News

Uji Publik Buku Sejarah Nasional Segera Digelar, Kemenbud Janji Transparansi Total

Menteri Kebudayaan Republik Indonesia, Fadli Zon, menegaskan komitmennya untuk memastikan penulisan sejarah nasional Indonesia dilakukan secara terbuka, ilmiah, dan inklusif. Foto: Doc Kembud

Menteri Kebudayaan Republik Indonesia, Fadli Zon, menegaskan komitmennya untuk memastikan penulisan sejarah nasional Indonesia dilakukan secara terbuka, ilmiah, dan inklusif. Foto: Doc Kembud

Jakarta, Gradasigo — Menteri Kebudayaan Republik Indonesia, Fadli Zon, menegaskan komitmennya untuk memastikan penulisan sejarah nasional Indonesia dilakukan secara terbuka, ilmiah, dan inklusif. Penegasan ini disampaikan saat rapat kerja bersama Komisi X DPR RI di Gedung Nusantara I, Kompleks Parlemen, Jakarta.

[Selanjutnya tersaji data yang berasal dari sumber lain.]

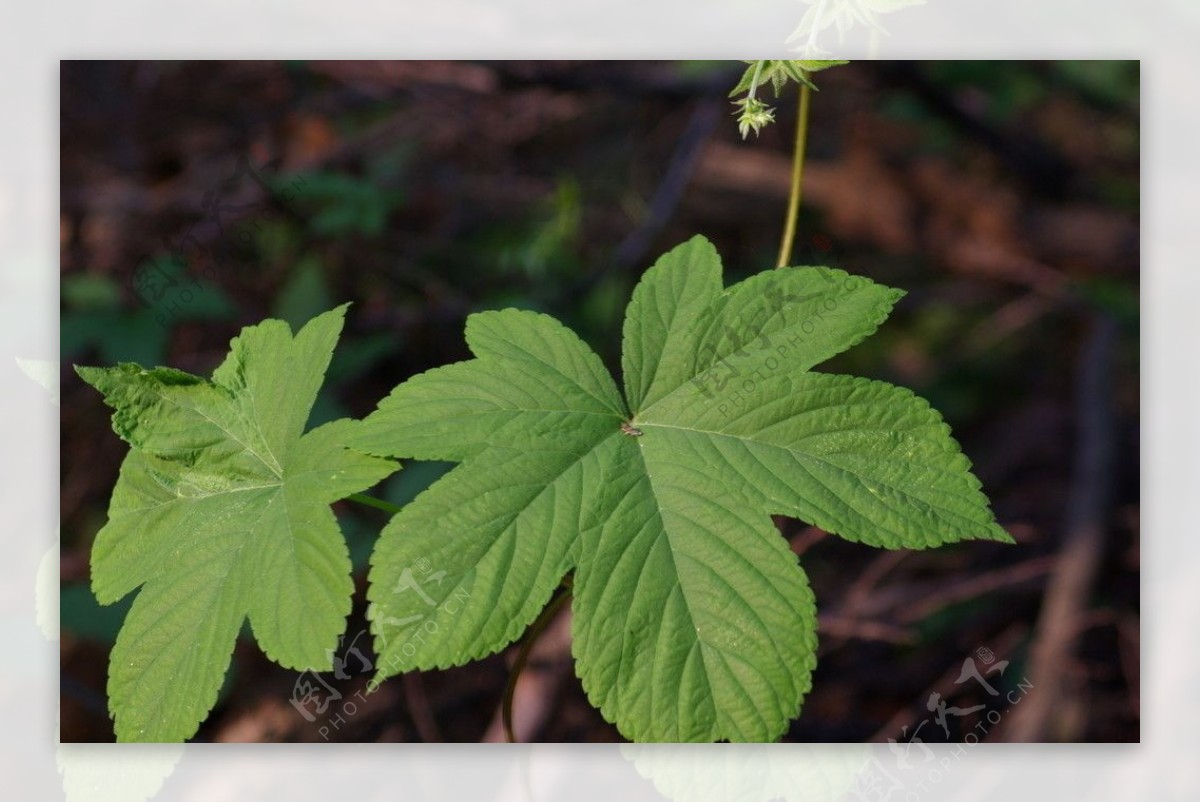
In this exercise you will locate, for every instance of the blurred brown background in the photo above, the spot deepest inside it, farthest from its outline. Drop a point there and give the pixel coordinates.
(201, 197)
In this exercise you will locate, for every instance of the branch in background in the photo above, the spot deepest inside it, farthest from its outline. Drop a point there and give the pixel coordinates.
(1047, 715)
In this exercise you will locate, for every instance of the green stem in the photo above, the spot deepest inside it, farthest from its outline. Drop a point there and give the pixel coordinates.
(793, 202)
(535, 629)
(375, 502)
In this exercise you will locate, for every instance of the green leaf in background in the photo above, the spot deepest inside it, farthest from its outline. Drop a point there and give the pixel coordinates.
(221, 513)
(693, 619)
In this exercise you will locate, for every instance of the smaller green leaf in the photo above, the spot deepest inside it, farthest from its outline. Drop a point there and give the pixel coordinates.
(221, 514)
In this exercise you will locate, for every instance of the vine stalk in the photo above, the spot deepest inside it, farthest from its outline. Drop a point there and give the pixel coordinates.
(543, 621)
(793, 201)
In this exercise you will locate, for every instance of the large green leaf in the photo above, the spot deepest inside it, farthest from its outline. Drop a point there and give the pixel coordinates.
(221, 513)
(693, 621)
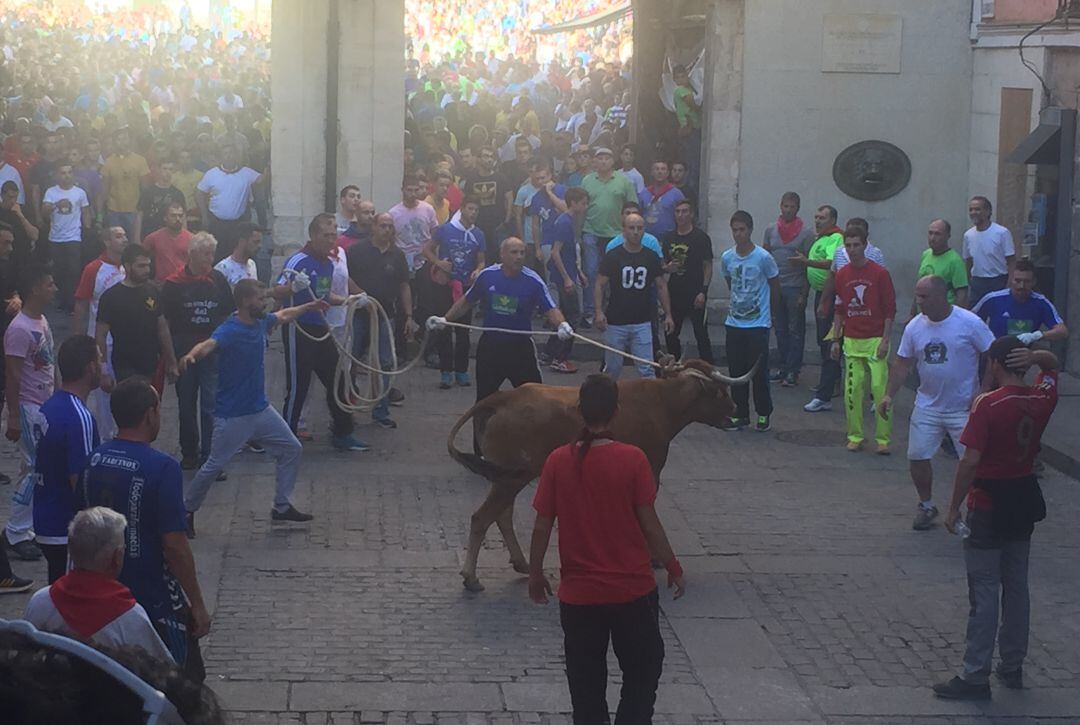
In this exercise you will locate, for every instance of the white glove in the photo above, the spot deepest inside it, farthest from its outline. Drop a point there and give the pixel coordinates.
(300, 282)
(1027, 338)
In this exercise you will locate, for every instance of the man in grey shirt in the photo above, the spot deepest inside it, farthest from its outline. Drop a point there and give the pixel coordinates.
(784, 239)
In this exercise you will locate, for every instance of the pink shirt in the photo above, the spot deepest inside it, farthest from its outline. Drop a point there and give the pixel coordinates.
(170, 251)
(31, 340)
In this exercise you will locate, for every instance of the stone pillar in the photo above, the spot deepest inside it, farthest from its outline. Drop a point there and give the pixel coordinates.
(370, 106)
(723, 117)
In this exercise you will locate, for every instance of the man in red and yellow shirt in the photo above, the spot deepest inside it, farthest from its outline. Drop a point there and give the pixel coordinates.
(865, 308)
(996, 477)
(603, 494)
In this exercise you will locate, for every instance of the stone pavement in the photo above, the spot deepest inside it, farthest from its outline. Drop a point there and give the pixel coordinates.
(810, 600)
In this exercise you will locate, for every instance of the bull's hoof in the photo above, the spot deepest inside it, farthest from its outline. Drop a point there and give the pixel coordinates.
(471, 583)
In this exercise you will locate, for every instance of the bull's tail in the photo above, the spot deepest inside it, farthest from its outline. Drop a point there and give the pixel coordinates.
(474, 461)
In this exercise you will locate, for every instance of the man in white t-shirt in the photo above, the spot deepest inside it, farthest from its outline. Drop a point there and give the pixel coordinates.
(240, 265)
(944, 343)
(68, 210)
(88, 603)
(223, 195)
(988, 250)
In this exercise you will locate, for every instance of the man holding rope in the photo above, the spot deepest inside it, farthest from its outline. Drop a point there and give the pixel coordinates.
(510, 292)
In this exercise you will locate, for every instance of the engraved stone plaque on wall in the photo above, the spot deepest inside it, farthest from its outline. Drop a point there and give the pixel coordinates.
(862, 43)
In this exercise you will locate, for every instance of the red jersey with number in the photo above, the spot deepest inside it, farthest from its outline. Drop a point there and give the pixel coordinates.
(1007, 425)
(604, 558)
(865, 299)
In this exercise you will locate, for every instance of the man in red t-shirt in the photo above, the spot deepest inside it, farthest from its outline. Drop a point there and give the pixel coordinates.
(996, 475)
(603, 494)
(865, 308)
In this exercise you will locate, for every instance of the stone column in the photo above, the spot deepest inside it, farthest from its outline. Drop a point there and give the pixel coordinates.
(370, 106)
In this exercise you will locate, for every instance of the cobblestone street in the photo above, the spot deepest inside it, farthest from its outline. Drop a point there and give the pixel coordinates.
(810, 599)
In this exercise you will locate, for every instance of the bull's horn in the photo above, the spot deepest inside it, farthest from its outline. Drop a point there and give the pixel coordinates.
(742, 379)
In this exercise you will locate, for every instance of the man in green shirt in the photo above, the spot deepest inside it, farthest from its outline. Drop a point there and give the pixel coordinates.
(818, 263)
(942, 260)
(688, 115)
(608, 190)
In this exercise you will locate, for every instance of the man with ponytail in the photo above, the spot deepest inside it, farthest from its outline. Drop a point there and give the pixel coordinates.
(603, 494)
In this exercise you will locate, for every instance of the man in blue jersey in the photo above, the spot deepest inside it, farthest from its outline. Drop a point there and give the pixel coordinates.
(510, 292)
(1018, 310)
(242, 412)
(457, 247)
(306, 277)
(70, 433)
(130, 477)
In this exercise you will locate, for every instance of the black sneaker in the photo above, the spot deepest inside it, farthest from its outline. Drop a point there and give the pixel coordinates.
(1012, 680)
(289, 514)
(27, 550)
(15, 585)
(958, 688)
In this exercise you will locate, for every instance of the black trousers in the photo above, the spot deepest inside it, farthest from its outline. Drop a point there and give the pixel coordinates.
(56, 560)
(302, 358)
(504, 358)
(682, 309)
(744, 347)
(634, 631)
(451, 345)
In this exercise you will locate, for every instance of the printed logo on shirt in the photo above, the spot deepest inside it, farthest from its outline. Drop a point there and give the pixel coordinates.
(935, 353)
(504, 304)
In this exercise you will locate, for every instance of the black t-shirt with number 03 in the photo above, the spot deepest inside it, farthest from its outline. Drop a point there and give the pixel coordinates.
(630, 278)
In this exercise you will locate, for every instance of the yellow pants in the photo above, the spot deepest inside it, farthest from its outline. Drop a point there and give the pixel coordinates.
(860, 356)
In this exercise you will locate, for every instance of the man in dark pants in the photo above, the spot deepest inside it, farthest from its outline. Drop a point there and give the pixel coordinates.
(688, 252)
(603, 494)
(754, 280)
(307, 277)
(510, 292)
(996, 477)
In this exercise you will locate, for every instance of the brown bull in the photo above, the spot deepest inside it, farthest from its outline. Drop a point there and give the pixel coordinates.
(516, 430)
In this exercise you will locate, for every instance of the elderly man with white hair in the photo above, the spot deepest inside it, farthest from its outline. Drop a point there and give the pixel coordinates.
(88, 603)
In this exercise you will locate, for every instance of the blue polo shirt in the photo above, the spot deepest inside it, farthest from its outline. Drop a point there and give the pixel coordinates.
(509, 301)
(69, 434)
(460, 246)
(241, 389)
(321, 272)
(1006, 316)
(544, 210)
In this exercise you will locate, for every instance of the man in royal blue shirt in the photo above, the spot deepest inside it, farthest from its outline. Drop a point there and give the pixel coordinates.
(1018, 310)
(309, 348)
(510, 292)
(130, 477)
(457, 247)
(70, 433)
(242, 412)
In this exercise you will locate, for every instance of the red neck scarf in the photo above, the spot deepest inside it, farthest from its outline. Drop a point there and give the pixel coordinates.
(788, 230)
(89, 601)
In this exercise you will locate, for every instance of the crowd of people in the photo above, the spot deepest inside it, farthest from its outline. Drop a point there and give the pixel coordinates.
(130, 176)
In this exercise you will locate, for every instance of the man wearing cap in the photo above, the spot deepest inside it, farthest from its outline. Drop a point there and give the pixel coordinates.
(607, 192)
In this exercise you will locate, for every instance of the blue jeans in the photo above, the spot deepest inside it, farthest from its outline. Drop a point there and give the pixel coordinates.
(361, 325)
(125, 219)
(636, 338)
(592, 251)
(196, 397)
(791, 330)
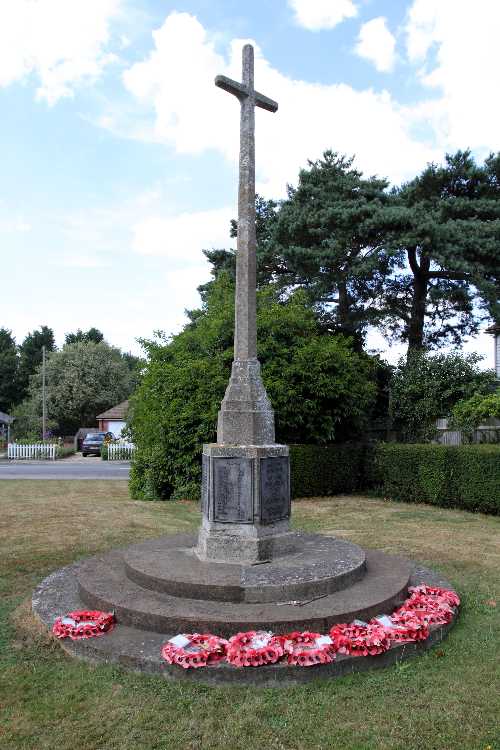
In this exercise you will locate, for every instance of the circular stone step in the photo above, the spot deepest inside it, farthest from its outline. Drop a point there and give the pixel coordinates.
(103, 584)
(320, 565)
(139, 650)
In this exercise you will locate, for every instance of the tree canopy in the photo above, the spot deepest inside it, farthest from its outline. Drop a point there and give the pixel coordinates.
(9, 371)
(320, 388)
(419, 262)
(93, 334)
(427, 386)
(30, 354)
(447, 235)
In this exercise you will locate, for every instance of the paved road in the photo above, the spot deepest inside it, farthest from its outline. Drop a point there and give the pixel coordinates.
(67, 468)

“Dalam waktu dekat, tentu akan kita lakukan uji publik karena penulisan sejarah ini sangat terbuka untuk didiskusikan,” ujar Menteri Fadli, dalam keterangan tertulis yang diterima InfoPublik, Jumat (4/7/2025).

Penulisan ini, lanjutnya, bukan program baru melainkan lanjutan dari upaya penyempurnaan narasi sejarah nasional yang telah lama tidak diperbarui. Ia menyoroti bahwa pembaruan terakhir dilakukan pada masa Presiden Habibie, artinya sudah lebih dari dua dekade sejak narasi sejarah resmi diperbarui.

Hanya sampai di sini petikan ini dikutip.